I made to head in that direction, but now Lydia stopped me. “Wait! Let’s not take any chances this time.” She pulled a length of rope from her knapsack. “I thought I might find a use for this someday,” she said. She showed us how to tie in so that we were all attached to the rope in a line, then we made our way in the direction where I had seen the blue aura.

It turned out Onmund was not far away – a right and a left brought us to him.
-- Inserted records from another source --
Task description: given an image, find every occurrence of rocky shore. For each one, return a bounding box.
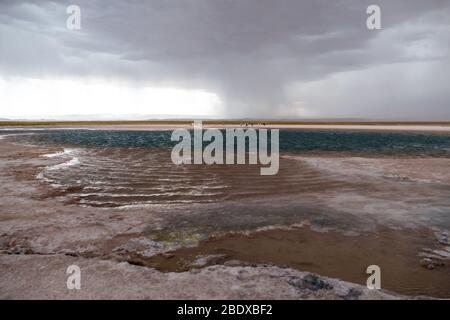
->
[0,141,442,299]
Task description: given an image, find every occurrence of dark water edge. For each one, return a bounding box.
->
[0,129,450,157]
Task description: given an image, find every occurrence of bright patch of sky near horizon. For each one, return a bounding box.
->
[0,79,221,119]
[0,0,450,120]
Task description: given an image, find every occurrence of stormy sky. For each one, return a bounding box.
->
[0,0,450,120]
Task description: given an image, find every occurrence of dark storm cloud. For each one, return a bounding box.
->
[0,0,450,118]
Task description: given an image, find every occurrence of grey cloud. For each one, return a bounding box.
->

He was crouched in a meeting of hallways and appeared to be mumbling to himself. “First they say to stick together, then they leave me. This always happens! Just like the time Bjorn and his friends took me grouse hunting.”

“Onmund, we’re here!” I said.

He looked up in surprise, but he didn’t rise. “Was that some kind of joke, leaving me here in the dark?”

“No, we were all in the dark, you silly Nord,” Brelyna snapped at him. “I nearly had my throat ripped out by a draugr – would have too, if J’zargo hadn’t saved me. Why didn’t you answer us?”

“You heard the voice,” he said. “We’re not getting out of here. Might as well just sit here and wait for the end!”

“Don’t be a fool!” I said. “We just got separated, that’s all. This is some sort of hall of mirrors – or something worse.”

“Portals, I’m guessing,” said Brelyna. “It’s the only thing that makes sense, the more I think about it.”

“Whatever it is, we need to find our way out,” Lydia said.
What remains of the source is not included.